Red Sox 6, Royals 3. Boston's Clay Buchholz, still struggling through a rather disastrous season, faced KC's Liam Hendriks, who is not exactly a reassuring starting option for a playoff contender in September.
Hendriks worked around a David Ortiz single in the first; Nori Aoki led off the bottom of the inning with a double and was bunted to third, but a walk sandwiched between two strikeouts left him there. Boston took the game's first lead in the top of the second when Will Middlebrooks doubled and Christian Vazquez scored him by reaching on an Eric Hosmer error, but the Royals countered in the bottom of the inning on a Lorenzo Cain double and an RBI single by Alcides Escobar. Escobar then stole second and came home when Aoki singled and Mike Napoli committed a throwing error.

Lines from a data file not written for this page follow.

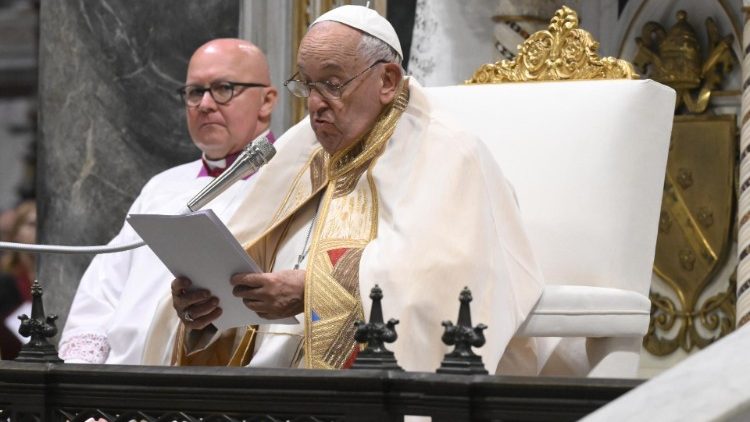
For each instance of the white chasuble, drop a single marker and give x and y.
(419, 207)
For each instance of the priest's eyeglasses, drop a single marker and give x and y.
(221, 91)
(327, 89)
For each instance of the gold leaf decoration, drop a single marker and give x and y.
(563, 52)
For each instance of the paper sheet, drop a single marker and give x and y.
(200, 247)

Boston struck again in the top of the third. Mookie Betts led off with a single, and Xander Bogaerts walked. One out later, Yoenis Cespedes was hit by a pitch to load the bases. Napoli drew a walk to force in the tying run, and Middlebrooks singled to put the Sox in front 3-2 and chase Hendriks from the mound. Casey Coleman induced a double play from Jackie Bradley to end the inning, but Buchholz was flawless in the bottom of the third, and the Sox added a run in the fourth. Vazquez led off by reaching on an error for the second time in the game (this one by Escobar). Betts reached on an infield hit, with Vazquez moving to third on a Mike Moustakas throwing error. Bogaerts grounded to third, getting Vazquez thrown out at home, but Ortiz singled to score Betts for a 4-2 lead.
The next four half innings passed without a hit - Aoki's walk in the bottom of the fifth made him the only baserunner to reach in that span. Buchholz hit Josh Willingham to open the bottom of the sixth, and two outs later, Moustakas and Cain singled him around to pull the Royals within a run. Escobar struck out to leave the tying run in scoring position. Louis Coleman, having relieved Casey Coleman and thrown a perfect top of the sixth, combined with Brandon Finnegan on a 1-2-3 seventh. Buchholz was pulled after a one-out walk of Omar Infante in the bottom of the inning, and Tommy Layne and Junichi Tazawa recorded an out apiece to end the inning.
The Sox tacked on a pair of runs against Aaron Crow in the eighth. Middlebrooks walked with one out, and Vazquez matched him with two away; Jemile Weeks then doubled both runners home. Tazawa was flawless in the eighth, and Francisley Bueno nearly allowed Boston to extend its lead again in the ninth, allowing a Bogaerts single and a Cespedes triple. Ortiz hit into a double play in between, keeping the scoreboard unaltered. Edward Mujica then set the Royals down in order in the ninth to end the game and earn his fifth save of the year.
This was a relatively tepid affair, at least by Game of the Day standards, although there were two lead changes. It does, however, serve as a nice opportunity to take another look at how much can change within a year of baseball time.
In September 2013, the Royals were clawing to stay above .500 for the first time since 2003, while the Red Sox were on their way to their third World Series title since the last winning Royals season. Clay Buchholz was one of the AL's better pitchers, and Liam Hendriks was an intermittent and ineffective starter for the Twins.
Twelve months later, KC is fighting to stay in first place, while Boston is firmly ensconced in last. Buchholz has had a terrible season, and Hendriks is still an inconstant and unimpressive pitcher, but has changed teams twice. And the outcome of this game, which would have been quite unsurprising a year ago, is now a disappointing mild upset, one that puts the Royals only half a game ahead of Detroit in the AL Central.